Testifying to MPs at parliament’s foreign affairs select committee on Tuesday, Olly Robbins said he had several conversations with No 10 about finding a role for Matthew Doyle, who was later suspended as a Labour peer after it emerged he had campaigned for a friend charged with possessing indecent images of children.
Robbins said he had been asked not to mention the idea to David Lammy, who was foreign secretary at the time.
Robbins described the conversations as part of more general pressure from people at the top of the government to place senior political figures in senior diplomatic posts. He made the revelation while testifying to the committee about the appointment of Peter Mandelson as Washington ambassador.
“There were several discussions initiated by No 10 with me about potentially finding a head of mission opportunity for Matthew Doyle, who was then the prime minister’s director of communications,” he said. “I was under strict instruction not to discuss that with the then foreign secretary.”
He added: “It was, to be honest, hard to find something that I thought might be suitable.
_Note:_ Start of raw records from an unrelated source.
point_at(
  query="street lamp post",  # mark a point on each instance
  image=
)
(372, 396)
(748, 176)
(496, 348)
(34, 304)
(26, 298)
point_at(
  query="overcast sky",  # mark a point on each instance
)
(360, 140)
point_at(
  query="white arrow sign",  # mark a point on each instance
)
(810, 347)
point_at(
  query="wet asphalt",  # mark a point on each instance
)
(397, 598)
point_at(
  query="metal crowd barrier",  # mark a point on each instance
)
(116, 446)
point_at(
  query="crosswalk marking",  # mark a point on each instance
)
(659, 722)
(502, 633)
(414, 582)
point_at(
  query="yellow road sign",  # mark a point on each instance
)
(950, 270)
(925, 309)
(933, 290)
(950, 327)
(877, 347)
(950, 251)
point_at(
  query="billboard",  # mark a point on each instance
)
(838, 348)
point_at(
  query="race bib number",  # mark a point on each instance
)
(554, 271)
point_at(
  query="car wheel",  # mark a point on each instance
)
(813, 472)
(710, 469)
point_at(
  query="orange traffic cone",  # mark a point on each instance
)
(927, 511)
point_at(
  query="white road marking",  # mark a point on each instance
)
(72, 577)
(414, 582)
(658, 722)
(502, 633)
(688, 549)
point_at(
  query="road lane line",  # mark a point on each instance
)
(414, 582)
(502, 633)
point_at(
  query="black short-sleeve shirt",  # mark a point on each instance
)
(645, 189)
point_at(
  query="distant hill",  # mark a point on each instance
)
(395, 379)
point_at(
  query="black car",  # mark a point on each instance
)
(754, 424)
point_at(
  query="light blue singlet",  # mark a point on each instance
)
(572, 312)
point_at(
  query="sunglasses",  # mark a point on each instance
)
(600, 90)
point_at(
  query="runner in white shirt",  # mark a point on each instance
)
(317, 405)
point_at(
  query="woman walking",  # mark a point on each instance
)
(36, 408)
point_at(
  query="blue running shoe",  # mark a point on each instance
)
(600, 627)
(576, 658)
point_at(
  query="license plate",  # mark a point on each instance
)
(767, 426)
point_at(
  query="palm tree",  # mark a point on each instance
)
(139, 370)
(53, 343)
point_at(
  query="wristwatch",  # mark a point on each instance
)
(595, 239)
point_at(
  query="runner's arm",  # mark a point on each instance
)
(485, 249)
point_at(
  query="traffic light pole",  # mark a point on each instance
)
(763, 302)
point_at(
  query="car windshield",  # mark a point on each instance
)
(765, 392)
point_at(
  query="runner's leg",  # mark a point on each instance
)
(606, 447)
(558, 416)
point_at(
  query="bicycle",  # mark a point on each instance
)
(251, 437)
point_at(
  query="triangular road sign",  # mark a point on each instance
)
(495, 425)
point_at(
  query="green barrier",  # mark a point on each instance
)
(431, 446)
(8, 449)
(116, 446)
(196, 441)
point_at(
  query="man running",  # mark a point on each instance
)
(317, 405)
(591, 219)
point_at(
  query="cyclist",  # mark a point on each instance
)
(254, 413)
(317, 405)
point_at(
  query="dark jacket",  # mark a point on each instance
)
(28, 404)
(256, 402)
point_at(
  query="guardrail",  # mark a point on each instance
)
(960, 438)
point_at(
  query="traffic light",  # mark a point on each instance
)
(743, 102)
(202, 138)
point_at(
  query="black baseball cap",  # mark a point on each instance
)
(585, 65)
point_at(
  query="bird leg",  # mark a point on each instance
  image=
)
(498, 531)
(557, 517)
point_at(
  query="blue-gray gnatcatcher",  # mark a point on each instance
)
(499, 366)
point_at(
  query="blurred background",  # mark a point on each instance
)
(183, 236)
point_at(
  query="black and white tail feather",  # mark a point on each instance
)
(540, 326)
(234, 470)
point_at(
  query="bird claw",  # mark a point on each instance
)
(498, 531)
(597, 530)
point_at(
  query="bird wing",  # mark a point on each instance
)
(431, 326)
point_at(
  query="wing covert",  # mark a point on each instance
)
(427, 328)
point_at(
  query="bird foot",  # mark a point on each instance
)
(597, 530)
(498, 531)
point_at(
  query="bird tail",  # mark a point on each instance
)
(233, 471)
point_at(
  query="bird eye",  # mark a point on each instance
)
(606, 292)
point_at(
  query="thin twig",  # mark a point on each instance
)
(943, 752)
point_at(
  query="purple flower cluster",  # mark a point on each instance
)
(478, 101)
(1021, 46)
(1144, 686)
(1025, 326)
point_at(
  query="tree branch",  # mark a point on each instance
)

But I also felt quite uncomfortable about it and I kept giving advice that I thought this would be very hard for the Foreign Office, and hard for me personally, to defend.”
Doyle himself was part of Mandelson’s vetting process, telling the prime minister he was “satisfied” with the former Labour peer’s responses about his relationship with the child sex offender Jeffrey Epstein. Robbins added that No 10 had later asked Mandelson to find Doyle a role in the US network instead.
Doyle said on Tuesday afternoon he had not been aware of attempts to secure him a diplomatic role.
“I have never sought any head of mission, ambassador or any equivalent leadership-type posting. I was never aware of anyone speaking to the FCDO [Foreign Office] about such a role for me,” he said in a statement. “My desire after leaving No 10 was to stay in UK politics.”
Speaking to MPs on Tuesday afternoon, the foreign secretary, Yvette Cooper, said she thought it had been wrong to put pressure on Robbins without telling Lammy, and that it would have been wrong to appoint Doyle to a diplomatic role at all.
“I am, of course, extremely concerned at any suggestion that the permanent secretary or permanent under-secretary of the Foreign Office would be told not to inform the foreign secretary,” she said. “I can also confirm that the case that he raised, it would not have been an appropriate appointment.”
Robbins told the committee he felt the attempt to appoint Doyle had been part of “a creep of senior diplomatic roles going to non-career diplomats”.
He added: “It was difficult for me, personally, honestly, as a leader, to explain why very talented and experienced diplomats were having to leave the organisation, and people who would be widely considered to have rather fewer credentials would be input in these important jobs.”
Robbins said the conversations happened in March 2025, shortly before Doyle quit Downing Street.
He was then given a seat in the House of Lords, but was suspended from the Labour whip this February after it was reported that he campaigned in 2016 in a local election on behalf of Sean Morton. Morton is a former Labour councillor in Scotland who had been charged with possessing indecent images, and was convicted two years later.
Downing Street on Tuesday refused to comment on Robbins’ accusations, saying: “We wouldn’t get into personnel issues.”